RSS Feed for This Post

Olgunluğa ulaşmak

olgunluk_image67.jpgSon zamanlarda olup bitene baktığım zaman ben gördüklerimi şöyle okuyorum:Türkiye’deki şehirli kazanda şu kaynatıp banyo yaptığı günleri geride bırakalı en az 15 sene oldu. O zamanlar 10 daireden birinde araba varken şimdi 10 daireden birinde araba yok. Her evde tam takım beyaz eşya, birden fazla TV, çoğunun bir şekilde bilgisayar irtibatı var. Şehirlerde sobalı ev bulmak için özel aramak sormak lazım.

Türkiye ve nüfusun yarıdan fazlası şehirlerde oturur. Iran’da da yakın geçmişin hikayesi aşağı yukarı aynıdır, Rusya’da, Mısır’da, Arjantin’de, Cezayir’de, Kore’de de.

Bütün bunlar teknolojiyle, enerjiyle oluyor.
Her ülke ya yeni teknolojiler üretiyor ya da bu teknolojileri adapte/ithal ediyor. Ettikçe daha çok enerjiye gereksinim duyuyor.
Teknolojiyi en çok üreten ABD ve Avrupa. Geri kalan ülkeler, özellikle Çin ve Hindistan nüfusu ve büyüme hızını hesaba katarsak tarihte hiç olmadığı kadar enerjiye ihtiyaç duyuyor.

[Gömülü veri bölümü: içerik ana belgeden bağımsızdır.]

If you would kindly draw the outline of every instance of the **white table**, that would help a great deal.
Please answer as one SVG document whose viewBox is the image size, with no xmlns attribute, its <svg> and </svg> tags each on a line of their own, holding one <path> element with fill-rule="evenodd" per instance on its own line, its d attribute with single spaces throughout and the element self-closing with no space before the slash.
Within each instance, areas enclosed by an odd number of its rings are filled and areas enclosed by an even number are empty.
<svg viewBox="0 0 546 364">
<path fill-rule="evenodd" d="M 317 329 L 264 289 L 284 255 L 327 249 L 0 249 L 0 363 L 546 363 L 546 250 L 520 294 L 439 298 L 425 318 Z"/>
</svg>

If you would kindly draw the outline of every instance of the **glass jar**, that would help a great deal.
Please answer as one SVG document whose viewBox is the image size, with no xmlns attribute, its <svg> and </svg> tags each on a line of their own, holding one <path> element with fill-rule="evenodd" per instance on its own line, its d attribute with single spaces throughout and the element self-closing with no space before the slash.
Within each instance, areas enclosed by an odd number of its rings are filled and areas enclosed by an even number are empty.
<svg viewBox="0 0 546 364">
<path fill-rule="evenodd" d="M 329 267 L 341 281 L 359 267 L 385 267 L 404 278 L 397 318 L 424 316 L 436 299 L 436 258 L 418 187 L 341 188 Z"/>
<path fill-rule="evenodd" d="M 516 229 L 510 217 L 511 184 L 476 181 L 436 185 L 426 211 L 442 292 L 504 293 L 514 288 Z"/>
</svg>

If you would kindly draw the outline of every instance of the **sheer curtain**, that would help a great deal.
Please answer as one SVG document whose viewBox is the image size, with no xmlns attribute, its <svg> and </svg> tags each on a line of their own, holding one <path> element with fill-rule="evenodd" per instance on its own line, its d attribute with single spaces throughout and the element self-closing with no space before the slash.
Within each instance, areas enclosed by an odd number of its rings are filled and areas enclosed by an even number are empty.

Ve… Enerjinin çok büyük bir miktarı Ortadoğu ve Hazar Havzasında.

*          *           *

15-20 sene önce petrolün varili 30 dolar civarındaydı. Irak’ın Kuveyt’e girmeden önce oluşturduğu gerginlikte petrolün fiyatı birden 50 dolar civarına çıktı… daha da durmuş değil.

Bu çıkış az gelişmiş ülkeleri perişan ediyor. Gelişmekte olan ülkelerin bütçelerini tahammülün zora dayandığı noktaya getiriyor. Gelişmiş ülkelerde ise ekonomi, yaşam tarzı, yaşam standartları bir daha geri gelmemek üzere düşüşe geçiyor.
Bu senaryoda kazananlar ise petrol sahalarına oturmuş olan şeyhler, diktatörler ve bunların uluslararası ortağı olan Haliburtonlar, Exxonlar. Kaybedenler ise her ülkenin en-alttakileri.

Fakir ülkelerde “kaybedenler” El Kayda gibi örgütleri kendi sesi gibi görürken. Zengin ülkelerin en-alttakileri Skinhead, Neo-Nazi gibi ırkçı, yabancı düşmanı örgütlerin etrafında toplanıyor. Gelişmekte olan ülkelerde ise Milliyetçilik en kestirme “galeyan” yöntemi.

Kısacası tüm bu tabloda iki ana motiften birisi NeoNaziler-El Kaydacılar-Milliyetçiler grubu diğeri Şeyhler-Exxonlar-Haliburtonlar grubu.

*          *           *

Irakta birbirine kurşun atan o iki kişiyi tutup konuştuğunuzda birinin NeoNazi ağzı ile diğerinin ise El Kaydacı ağzıyla konuştuğunu göreceksiniz.
Aslında aynı musibetin musallat olduğu bu iki grup öylesine körelmiş ki bir adım gerisi-ilerisini düşünemez hale gelmiş. Ve hatta birbirinin gırtlağına sarılırken bile Şeyhler-Exxonlar-Haliburtonlar grubunun türevi olan silah üreticilerine yani Northrop-Gruman, Boeing, Asea Brown Boveri, McDougall Douglas takımını zengin ettiklerinin farkında bile değiller.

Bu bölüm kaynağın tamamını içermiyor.